Are there any particularly effective types of IDS/IPS services (services like snort or suricata), or things like clamAV that can be used to scan for malicious binaries or traffic? Are there any kubernetes specific applications that scan for malicious binaries or virus-related traffic?
Particularly for those who host their provider in datacenters, if the datacenter facility detects this type of traffic over their network it could potentially lead to termination of a hosting contract – or even those hosting on a residential connection could lead to their ISP disconnecting their service.
Any advice on how to scan for and mitigate this potential activity would be helpful, particularly to include in the official provider documentation.
Thanks!

4 Likes

Good question. I just want to add that it’s not just botnets and spammers. This is a much more extensive problem. Akash network can be used to host copyrighted material or even terrorists propaganda content. You can’t detect them with IDS/IPS services. It can get worse if somebody runs a Tor hidden service. Imagine a darknet drug marketplace running on your home PC and you not even knowing it! There is almost no way you can tell if it’s running there unless you find a critical bug on Tor and hack your way into it or something like that. Depending on where the host is, it can lead to the owner’s arrest by the local police.

Well, I don’t want providers to panic. Actually, this is the same problem every hoster faces.
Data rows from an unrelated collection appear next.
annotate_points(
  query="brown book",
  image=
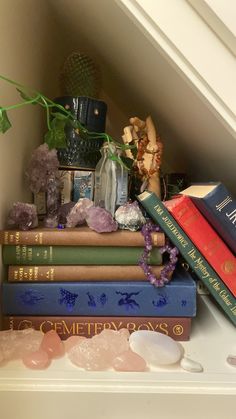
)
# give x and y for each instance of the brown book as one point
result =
(42, 273)
(79, 236)
(177, 328)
It usually isn’t a big deal because you can always prove that you’ve been just a hoster. However, unlike most hosters who does KYC, you don’t KYC on Akash. It makes it harder for you to prove you were not a partner in crime.
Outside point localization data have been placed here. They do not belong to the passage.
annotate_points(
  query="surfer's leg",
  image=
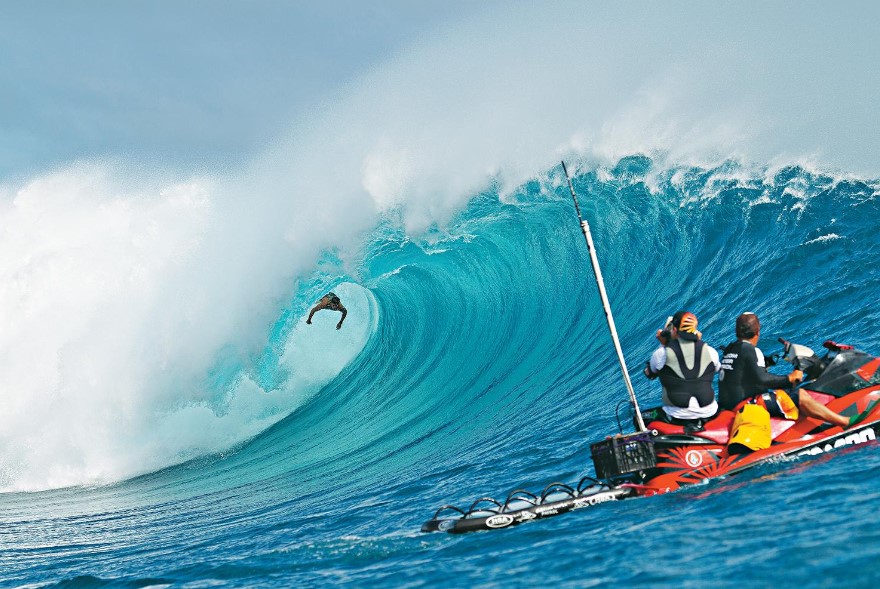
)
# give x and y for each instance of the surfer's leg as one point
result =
(813, 408)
Agreed. I think we can all agree that KYC-type regulations and requirements don’t work and aren’t the right solution. A major part of what makes Akash great is that it doesn’t require KYC.
But at the same time, to borrow the often overused phrase, “with great power comes great responsibility.”
However, security being entirely relative, ultimately if someone has malicious intentions, no matter what security measures are put in place someone will find their way around them.
I don’t think there is a “silver bullet” solution to this problem. However I do think just as there are provider operations best practices, as a community, we should develop a list provider security best practices.

1 Like

I myself never gone through any KYC. I’ve always chosen other providers instead of giving out my private information. That’s one of Akash’s strong points.
I totally agree with you. A couple of ‘best practice’ guides and more clarity on the issues will help a lot.